The consumer price index rose 3.7 per cent on an annualized basis in July, and Bay Street is estimating the gauge jumped 3.9 per cent year-over-year in August, according to data tracked by Bloomberg. The consumer price index for last month will be released Wednesday. 

“There are longer term issues that we need to keep an eye on, so I don’t dismiss inflation fears out of hand,” said Poloz. "It is a tricky thing to navigate, especially when you factor in other vulnerabilities. That doesn't mean we don't have many mitigating factors at play that are making things easier to handle."
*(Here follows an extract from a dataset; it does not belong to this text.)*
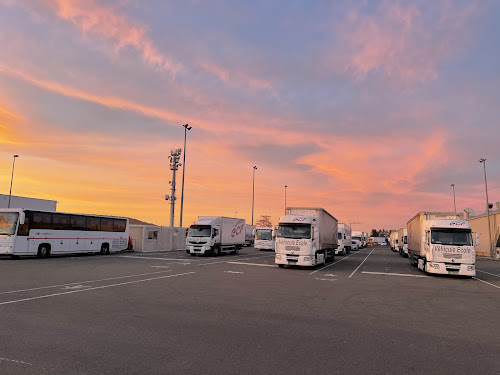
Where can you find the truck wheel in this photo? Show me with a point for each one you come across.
(43, 251)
The commodities boom that has played a big role in stirring inflation fears also propelled the loonie earlier this year, pushing it as high as 83 cents against the U.S. dollar in June. That sort of move tends to raise alarm for export-related sectors, which are put at a disadvantage when the Canadian currency rallies. 

Asked about whether this should be cause for concern, Poloz said apart from the average "mindfulness from businesses,” the loonie isn’t much to worry about.

He said Canada entered the pandemic with an enviable position for most comparable nations and, for the most part, it’s kept that up during each wave of the virus. 

The biggest worry for the country’s economy has to do with whether another crisis is emerging at the tail end of the pandemic in Canada or elsewhere, said Poloz.

“Lots of countries can’t do the things we’ve done, but they’ve tried. So, they’ve put themselves in a much more strange situation. This is where I’m more concerned about inflation and how the global ramifications affect us,” he said.

“You take where we’re in now and layer on top another Asian financial crisis? Well, that would be a real setback.”